III

Нина Сергеевна не забудет этого ада до самой смерти, и за гранями иного мира будет помнить об ужасе случившегося, если там дано что-либо помнить и вспоминать.

И сейчас, сидя в вагоне на обратном пути в Петроград, она в тысячный раз переживала совершившееся.

Осенний вечер был тих и прозрачен, алая заря улыбалась с неба. В этот день впервые сильные заморозки дали знать о близкой зиме.

Нина невольно размечталась в этот предзакатный сентябрьский час, когда воздух охватывает здоровым деревенским опьянением. Он, как вкусное вино, сам впивался в горло. Пахло давно уже сбитыми с деревьев плодами.

«Вот славно было бы, если бы Николай внезапно очутился здесь! – раздумывала Нина. – Вместе проводили бы вечернюю зарю, стоя обнявшись на крошечном балконе, вместе встретили бы и черную южную ночь!»

Постепенно вспыхнула, загорелась и потухла верхушка костела, четырехконечный крест странным, причудливо-мистическим знамением заиграл в последних солнечных лучах. Село раскинулось, словно на картине Клодта[1], уютное и большое. А там, за ним, таился и молчал о чем-то темный, как призрак, безмолвный, угрюмый лес.

Внезапно пред Ниной выросла маленькая фигурка горбуньи Катиш.

– Так рано? Но почему так рано, Катиш? – спросила Корсарова, кинув рассеянный, далекий взгляд в лицо горбуньи, и замерла сама, преисполненная тревоги.

Серо-землистое лицо Катиш говорило без слов о чем-то ужасном. Зрачки разлились во всю ширину глаз, и в них были тот же ужас и страх.

– Что такое? В чем дело, Катиш? – повторила Нина.

Но прошло немало времени, пока маленькая горбунья обрела дар слова.

– Они идут, Нина… понимаешь, идут сюда. Этого никто не ожидал. Ведь мы же в сторону от дороги, совсем в глуши. Что же им понадобилось? Стратегические планы? О, будь они прокляты с этой своей стратегией! Я чувствую себя ужасно, признаю себя преступницей за то, что вызвала тебя сюда. Но кто же знал, кто же знал это, что они доберутся и сюда… до нашего селения?

И горбунья в тоске заломила свои маленькие ручки.

Нина Сергеевна побледнела. Неужели они, эти послушные питомцы железного канцлера, эти каменные люди, придут сюда? Она беспомощным взглядом окинула знакомую обстановку – темный силуэт леса, под горою село с костелом, здание больницы и школы, крошечную русскую церковку.

Село было большое, скорее – полугород или посад, а потому в нем обычно царили шум и движение.
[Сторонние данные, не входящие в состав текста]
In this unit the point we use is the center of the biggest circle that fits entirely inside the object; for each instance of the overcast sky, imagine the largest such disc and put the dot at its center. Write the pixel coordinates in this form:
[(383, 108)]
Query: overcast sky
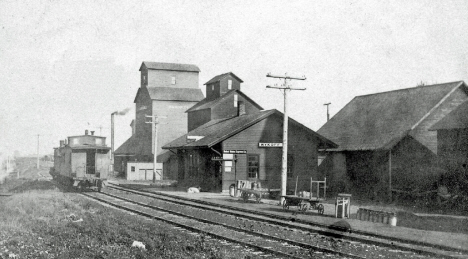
[(65, 66)]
Но здесь, в конце его, подальше от шинка[2] Янкеля, куда наезжали кутить из города молодые купчики, поляки, русские и молодые инженеры, здесь, у Катиш, в ее маленьком домике, обычно была удивительная тишина. И она, Нина Корсарова, в этот месяц пребывания здесь привыкла к сельской тишине, к тихому шелесту леса, к хрустальному бегу речки, к алым вечерним закатам, когда золотой, о четырех концах, крест костела пламенем горит в море разлитого пурпура заходящего солнца. Здесь ей сладко мечталось о спокойном счастье с Николаем, о конце войны и близком его возвращении.

И вдруг – «они», немцы! Прямо-таки не хотелось верить этому.
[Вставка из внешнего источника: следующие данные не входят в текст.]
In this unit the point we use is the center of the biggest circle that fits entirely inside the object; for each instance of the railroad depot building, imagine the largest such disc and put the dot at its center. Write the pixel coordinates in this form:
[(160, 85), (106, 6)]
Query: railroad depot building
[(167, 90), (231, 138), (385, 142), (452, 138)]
Но горбунья уже торопила ее:

– Милая, тебе нельзя оставаться здесь дольше.

И голос ее, всегда спокойный и ровный, дрожал.

– Ну, да, конечно… Как и тебе самой, и Зосе, и всем нам, – согласилась Нина Сергеевна.
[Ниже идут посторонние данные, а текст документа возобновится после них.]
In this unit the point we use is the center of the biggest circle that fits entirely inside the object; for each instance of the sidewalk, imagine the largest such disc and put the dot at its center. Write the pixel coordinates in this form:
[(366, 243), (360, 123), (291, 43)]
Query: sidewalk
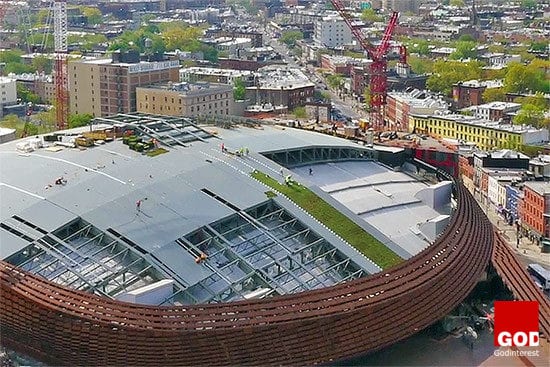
[(527, 249)]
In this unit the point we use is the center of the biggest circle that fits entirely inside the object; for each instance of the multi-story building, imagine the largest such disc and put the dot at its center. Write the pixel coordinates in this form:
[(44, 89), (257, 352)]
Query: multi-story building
[(495, 111), (497, 180), (540, 166), (40, 84), (401, 104), (535, 209), (281, 86), (214, 75), (103, 87), (513, 200), (184, 99), (510, 165), (486, 135), (331, 32), (8, 91), (470, 93)]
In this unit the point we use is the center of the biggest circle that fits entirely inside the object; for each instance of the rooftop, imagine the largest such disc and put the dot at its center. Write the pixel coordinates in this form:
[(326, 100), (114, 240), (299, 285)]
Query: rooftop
[(542, 188), (185, 88), (278, 77), (72, 215)]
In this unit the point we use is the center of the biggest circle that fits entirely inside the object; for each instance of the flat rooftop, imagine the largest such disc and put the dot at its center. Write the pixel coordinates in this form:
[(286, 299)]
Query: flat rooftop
[(89, 232), (386, 200)]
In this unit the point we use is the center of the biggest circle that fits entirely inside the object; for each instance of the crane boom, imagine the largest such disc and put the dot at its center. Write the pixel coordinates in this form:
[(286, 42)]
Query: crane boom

– Ну, да, конечно. Как и тебе, и шинкарке, дочери Янкеля. Она прибежала сейчас ко мне в больницу… Знаешь Розу? Ты ее еще Саломеей прозвала. Плачет, руки ломает. Отец не хочет уезжать отсюда. Не верит старик, что опасность близка, или просто доверяет этим зверям-немцам больше, чем они того заслуживают. Но факт тот, что он не двинется от своего шинка ни на сажень. А Роза боится и хочет бежать.

– Да, да, конечно. И она, и ты, и Зося! – промолвила Нина.

Зося была хорошенькая литовка, помощница Катиш, исполнявшая обязанности сиделки в больнице.

– О, что касается меня, то я тоже не уйду отсюда! – твердо возразила горбунья. – Я, как старый Янкель, останусь здесь, на своем посту, не брошу на произвол судьбы своих больных, Нина. Там есть двое тяжелых с тифом и один с рожистым воспалением. И амбулаторных тоже нельзя оставить без помощи.

Голос горбуньи звучал уверенными нотками, а глаза делались суровыми, когда она говорила это.

– Но фельдшер, Катиш, фельдшер, – попыталась убедить подругу Нина Сергеевна.

– Фельдшер? Так ты хочешь, чтобы они остались без врача? На одного фельдшера, что ли? – с тем же суровым блеском в глазах отчеканивала горбунья.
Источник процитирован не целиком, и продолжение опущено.